Coding standards / spaces vs tabs
pgoetz at mail.utexas.edu
Thu Oct 21 16:54:23 EDT 2010
On 10/21/2010 7:10 AM, Bron Gondwana wrote:
>> set tabstop=3
>> set expandtab
> 3? Why three?
Einstein said "make everything as simple as possible, but not too
simple". I think a similar principle applies to indentation: indent as
little as possible, but not too little.
When I first started coding again 10 years ago because both the
programmers I was working with abruptly quit for personal reasons,
leaving me (and the client) in the lurch, I inherited a bunch of code
where tab was used exclusively to indent. In my opinion, tab = 8
characters indentation is ridiculously unreadable.

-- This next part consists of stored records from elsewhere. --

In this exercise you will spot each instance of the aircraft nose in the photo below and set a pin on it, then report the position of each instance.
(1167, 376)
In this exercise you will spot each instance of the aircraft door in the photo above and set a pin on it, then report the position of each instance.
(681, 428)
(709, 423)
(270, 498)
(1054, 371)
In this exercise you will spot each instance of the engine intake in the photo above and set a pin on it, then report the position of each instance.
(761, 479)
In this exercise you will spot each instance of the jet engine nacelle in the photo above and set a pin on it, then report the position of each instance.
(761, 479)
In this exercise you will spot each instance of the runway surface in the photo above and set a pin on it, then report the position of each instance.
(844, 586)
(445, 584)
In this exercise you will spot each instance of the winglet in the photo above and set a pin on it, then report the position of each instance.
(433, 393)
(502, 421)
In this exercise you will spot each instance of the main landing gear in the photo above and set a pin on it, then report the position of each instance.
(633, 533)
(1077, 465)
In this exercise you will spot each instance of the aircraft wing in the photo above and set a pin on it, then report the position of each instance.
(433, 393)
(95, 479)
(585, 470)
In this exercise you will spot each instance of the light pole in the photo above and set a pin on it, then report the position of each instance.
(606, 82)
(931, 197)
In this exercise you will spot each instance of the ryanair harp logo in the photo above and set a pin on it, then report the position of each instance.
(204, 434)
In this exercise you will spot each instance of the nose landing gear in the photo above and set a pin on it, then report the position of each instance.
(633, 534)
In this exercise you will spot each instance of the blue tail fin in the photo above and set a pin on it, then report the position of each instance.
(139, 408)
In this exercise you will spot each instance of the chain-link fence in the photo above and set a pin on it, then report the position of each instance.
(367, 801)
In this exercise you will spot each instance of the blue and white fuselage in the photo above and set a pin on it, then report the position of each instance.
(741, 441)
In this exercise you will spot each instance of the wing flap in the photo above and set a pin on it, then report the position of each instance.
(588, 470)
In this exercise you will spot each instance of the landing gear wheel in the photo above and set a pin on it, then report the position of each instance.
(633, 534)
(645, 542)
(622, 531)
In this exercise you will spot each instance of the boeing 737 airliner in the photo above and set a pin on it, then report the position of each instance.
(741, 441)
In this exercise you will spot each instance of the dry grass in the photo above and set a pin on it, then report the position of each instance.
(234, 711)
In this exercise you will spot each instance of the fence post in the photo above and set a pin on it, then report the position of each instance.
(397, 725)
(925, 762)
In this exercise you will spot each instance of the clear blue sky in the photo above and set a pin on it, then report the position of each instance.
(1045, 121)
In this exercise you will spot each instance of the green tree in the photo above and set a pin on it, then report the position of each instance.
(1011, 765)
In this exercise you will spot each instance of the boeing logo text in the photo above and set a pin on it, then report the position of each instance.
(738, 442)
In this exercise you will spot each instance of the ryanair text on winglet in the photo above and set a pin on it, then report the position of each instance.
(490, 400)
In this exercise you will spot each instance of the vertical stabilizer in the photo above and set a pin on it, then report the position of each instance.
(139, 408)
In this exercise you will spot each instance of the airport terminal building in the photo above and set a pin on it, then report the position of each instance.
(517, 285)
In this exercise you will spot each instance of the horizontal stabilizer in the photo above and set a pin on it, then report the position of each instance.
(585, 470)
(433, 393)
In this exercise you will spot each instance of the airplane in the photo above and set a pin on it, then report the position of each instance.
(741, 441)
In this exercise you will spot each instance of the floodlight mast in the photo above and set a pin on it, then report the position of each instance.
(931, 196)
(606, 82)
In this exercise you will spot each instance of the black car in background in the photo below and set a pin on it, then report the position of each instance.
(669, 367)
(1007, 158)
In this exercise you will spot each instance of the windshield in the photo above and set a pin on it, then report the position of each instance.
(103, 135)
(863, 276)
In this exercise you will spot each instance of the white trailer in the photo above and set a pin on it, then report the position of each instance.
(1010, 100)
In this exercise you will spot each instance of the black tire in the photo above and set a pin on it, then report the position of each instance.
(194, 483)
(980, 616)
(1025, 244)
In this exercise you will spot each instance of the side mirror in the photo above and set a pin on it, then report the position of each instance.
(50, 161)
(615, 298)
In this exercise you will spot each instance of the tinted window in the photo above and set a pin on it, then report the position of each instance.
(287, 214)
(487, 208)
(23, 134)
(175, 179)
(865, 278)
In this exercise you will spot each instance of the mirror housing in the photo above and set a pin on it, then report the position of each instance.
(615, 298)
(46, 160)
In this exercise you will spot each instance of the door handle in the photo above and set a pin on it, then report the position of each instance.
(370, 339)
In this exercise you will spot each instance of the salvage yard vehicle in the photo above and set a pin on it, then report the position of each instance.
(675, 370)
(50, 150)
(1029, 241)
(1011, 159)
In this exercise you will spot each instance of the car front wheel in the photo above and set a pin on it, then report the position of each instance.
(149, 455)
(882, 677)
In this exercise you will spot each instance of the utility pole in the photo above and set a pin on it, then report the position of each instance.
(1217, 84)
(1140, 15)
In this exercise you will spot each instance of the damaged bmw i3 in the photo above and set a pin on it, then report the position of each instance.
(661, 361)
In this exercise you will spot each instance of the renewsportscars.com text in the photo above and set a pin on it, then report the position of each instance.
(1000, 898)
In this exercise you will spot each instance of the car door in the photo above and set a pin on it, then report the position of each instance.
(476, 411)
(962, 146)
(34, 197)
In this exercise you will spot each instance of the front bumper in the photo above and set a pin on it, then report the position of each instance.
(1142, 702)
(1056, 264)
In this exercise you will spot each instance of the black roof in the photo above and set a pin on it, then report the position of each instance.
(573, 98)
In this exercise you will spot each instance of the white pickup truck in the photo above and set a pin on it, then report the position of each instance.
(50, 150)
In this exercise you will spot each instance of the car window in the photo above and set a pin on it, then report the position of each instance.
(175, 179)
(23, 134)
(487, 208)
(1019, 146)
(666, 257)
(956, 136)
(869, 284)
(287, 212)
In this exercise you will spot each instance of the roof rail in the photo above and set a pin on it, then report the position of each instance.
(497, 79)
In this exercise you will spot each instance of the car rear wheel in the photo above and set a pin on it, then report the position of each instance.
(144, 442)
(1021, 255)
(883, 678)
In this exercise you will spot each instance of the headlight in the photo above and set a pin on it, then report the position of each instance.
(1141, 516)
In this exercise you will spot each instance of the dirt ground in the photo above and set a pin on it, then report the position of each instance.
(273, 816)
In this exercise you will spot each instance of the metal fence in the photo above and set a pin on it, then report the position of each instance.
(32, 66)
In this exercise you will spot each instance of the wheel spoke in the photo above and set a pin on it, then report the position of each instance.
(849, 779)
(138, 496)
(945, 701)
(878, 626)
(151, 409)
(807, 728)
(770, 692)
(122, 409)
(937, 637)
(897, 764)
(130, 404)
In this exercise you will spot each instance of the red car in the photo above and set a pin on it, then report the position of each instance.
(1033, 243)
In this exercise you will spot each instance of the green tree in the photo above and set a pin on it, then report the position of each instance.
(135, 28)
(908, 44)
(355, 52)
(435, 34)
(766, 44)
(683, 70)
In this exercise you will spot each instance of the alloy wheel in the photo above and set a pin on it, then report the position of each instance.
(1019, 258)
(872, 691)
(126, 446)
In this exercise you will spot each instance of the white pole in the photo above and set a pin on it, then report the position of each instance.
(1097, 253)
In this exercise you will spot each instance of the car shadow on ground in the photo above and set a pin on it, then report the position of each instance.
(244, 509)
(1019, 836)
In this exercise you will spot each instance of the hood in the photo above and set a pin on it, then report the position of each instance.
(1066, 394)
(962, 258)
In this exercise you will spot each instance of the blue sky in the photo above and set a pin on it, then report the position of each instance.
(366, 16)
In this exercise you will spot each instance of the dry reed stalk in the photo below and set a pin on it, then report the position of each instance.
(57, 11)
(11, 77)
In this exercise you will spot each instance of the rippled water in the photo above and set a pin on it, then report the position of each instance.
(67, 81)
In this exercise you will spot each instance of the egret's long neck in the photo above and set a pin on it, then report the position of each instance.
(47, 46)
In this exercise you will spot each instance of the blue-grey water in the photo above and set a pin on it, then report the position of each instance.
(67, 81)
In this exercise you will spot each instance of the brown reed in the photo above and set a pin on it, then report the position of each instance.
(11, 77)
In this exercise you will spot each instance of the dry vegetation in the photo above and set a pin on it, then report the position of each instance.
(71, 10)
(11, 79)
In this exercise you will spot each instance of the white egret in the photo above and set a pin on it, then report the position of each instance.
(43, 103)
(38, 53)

With just 3 or 4
nested blocks your lines start halfway across the page, increasing line
breaks. When I discovered tabstop and expandtab in vim, I realized that
I could make the indentation anything I damn well pleased and it would
automatically be invoked in any file I edited. And since I was the only
one working on the code at this point, my opinion was the only one that
mattered. After playing around a bit, glancing at a bunch of code to
make sure nested blocks "jumped out" visually, etc., I determined that
-- at least for me -- 3 spaces was the optimal number; 2 wasn't enough,
Re: using 8 space tabs. This is the point where someone says "what are
you talking about? Everyone has 24" 1900x1200 monitors these days; you
can have a terminal which is 300 characters wide!" Yes, and I can also
go blind staring at it 8 hours a day -- I'll pass.
Re: using tabs for indentation at all: especially given the somewhat
disturbing growing ubiquity of python, getting in the habit of using
tabs for indentation is like giving a box of matches and a stick of
dynamite to your pet monkey. It seems innocuous enough, but sooner or
later a tragedy will occur. Mixing tabs and spaces;especially given
that the width of tabs is user-definable? Add to the preceding showing
the monkey how to light the matches and throw in a couple of liters of
gasoline. And yes, I'm aware that Makefiles require tabs; this is just
one more indication that make is obsolete and needs to be rewritten from
scratch using modern programming paradigms.
I know talking about indentation is like starting a "vi vs. emacs --
which is better?" discussion, but you asked.